A maxillary antrostomy is a common procedure performed to improve the health and function of the maxillary sinuses, which are the largest pair of sinuses located behind the cheekbones. This surgical technique is designed to clear and widen the natural drainage pathway of the sinus, known as the ostium. By establishing better ventilation and allowing accumulated mucus to drain efficiently, the procedure aims to reduce the frequency and severity of sinus infections. Maxillary antrostomy is typically carried out as a component of Functional Endoscopic Sinus Surgery (FESS) and uses specialized instruments inserted through the nostril.
Conditions That Require Maxillary Antrostomy
Maxillary antrostomy is necessary when the natural opening (ostium) of the maxillary sinus becomes blocked or too narrow, preventing normal mucus clearance. This blockage is the underlying anatomical problem leading to persistent inflammation and infection. The most frequent indication for this surgery is chronic rhinosinusitis (CRS), specifically when the condition does not improve after an adequate trial of medical treatments like antibiotics, nasal steroids, and saline rinses.
Obstruction prevents the hair-like structures, called cilia, from effectively moving mucus out of the sinus cavity. When mucus and trapped air cannot escape, it creates a favorable environment for bacteria or fungus to grow, leading to recurrent acute infections or persistent chronic inflammation. Other conditions that may prompt a maxillary antrostomy include nasal polyps, which are benign growths that physically block the sinus opening.
The surgery is also performed to remove cysts, tumors, or fungal concretions (fungus balls) from within the maxillary sinus cavity. Additionally, odontogenic infections, which originate from dental issues, can spread into the sinus, requiring the antrostomy to access and clear the infection. A computed tomography (CT) scan is routinely used before the surgery to precisely identify the extent of the disease and the specific anatomical blockages.
The Endoscopic Surgical Process
Maxillary antrostomy is performed endoscopically, meaning the surgeon accesses the sinus through the nostril using a thin tube equipped with a light and camera. This technique is minimally invasive and avoids external incisions, and it is usually conducted under general anesthesia.
The procedure often begins with the removal of the uncinate process, which is a small, curved piece of bone and tissue that covers the natural opening of the maxillary sinus. Removing the uncinate process (uncinectomy) allows the surgeon to visualize the natural ostium. It is important to correctly identify and incorporate the natural opening into the newly created larger antrostomy. If the surgeon were to miss the natural ostium, it could lead to mucus recirculation, where secretions move between two openings without properly draining.

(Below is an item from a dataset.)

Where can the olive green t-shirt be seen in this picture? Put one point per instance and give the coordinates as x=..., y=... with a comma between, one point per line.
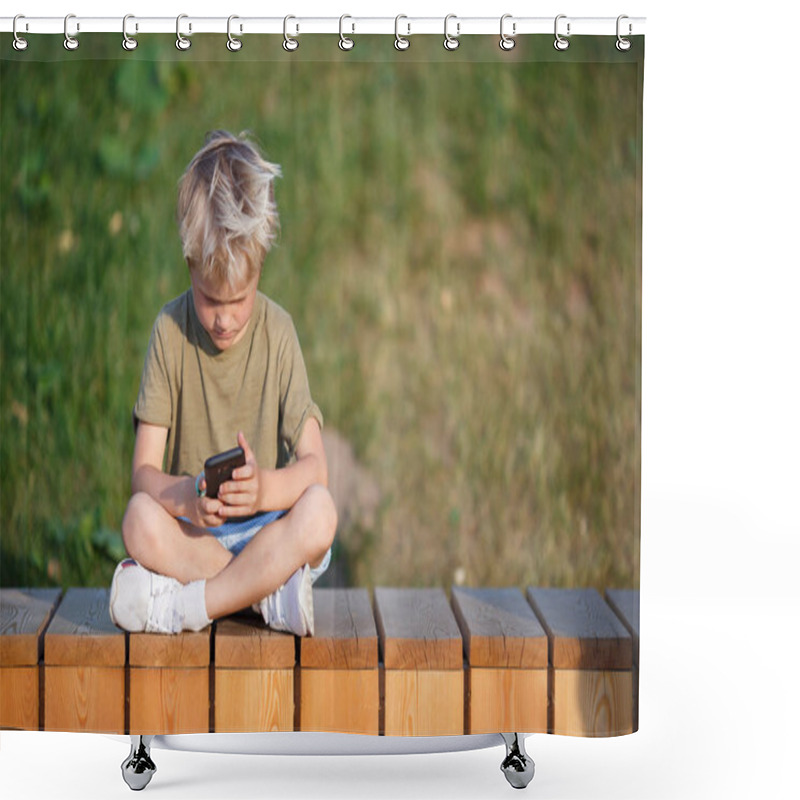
x=204, y=395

Using specialized micro-instruments, the surgeon carefully enlarges the natural opening in a posterior and inferior direction. This controlled widening of the opening creates a permanent pathway for drainage and ventilation. The surgeon may then use angled endoscopes to look inside the sinus cavity and remove any diseased tissue, polyps, or thick mucus. The goal is to establish a wide connection between the maxillary sinus and the nasal passage, restoring the natural flow.
Navigating Recovery and Follow-Up Care
Patients can expect a recovery period that involves discomfort, nasal congestion, and minor bloody discharge for the first few days following the procedure. The initial post-operative experience often feels similar to a severe cold or sinus infection due to internal swelling and the presence of dried blood and crusting. Pain is generally mild to moderate and can be managed with prescribed pain medication, though non-steroidal anti-inflammatory drugs (NSAIDs) like aspirin should be avoided for several weeks because they increase the risk of bleeding.
For optimal healing, patients should keep their head elevated, especially during the first night, and avoid strenuous activity, heavy lifting, or bending over for about one week. These actions can increase blood pressure in the head and trigger post-operative bleeding. Patients should also not blow their nose for at least a week to prevent trauma to the surgical site.
Follow-up appointments are scheduled shortly after the surgery, typically within three to seven days, to remove any nasal packing and assess the initial healing. Regular use of saline nasal irrigation is a key component of post-operative care. This helps to keep the nasal passages moist, flush out crusting and debris, and prevent the newly created opening from closing or scarring. Most people are able to return to work or school within a week, with complete healing usually occurring over one to two months.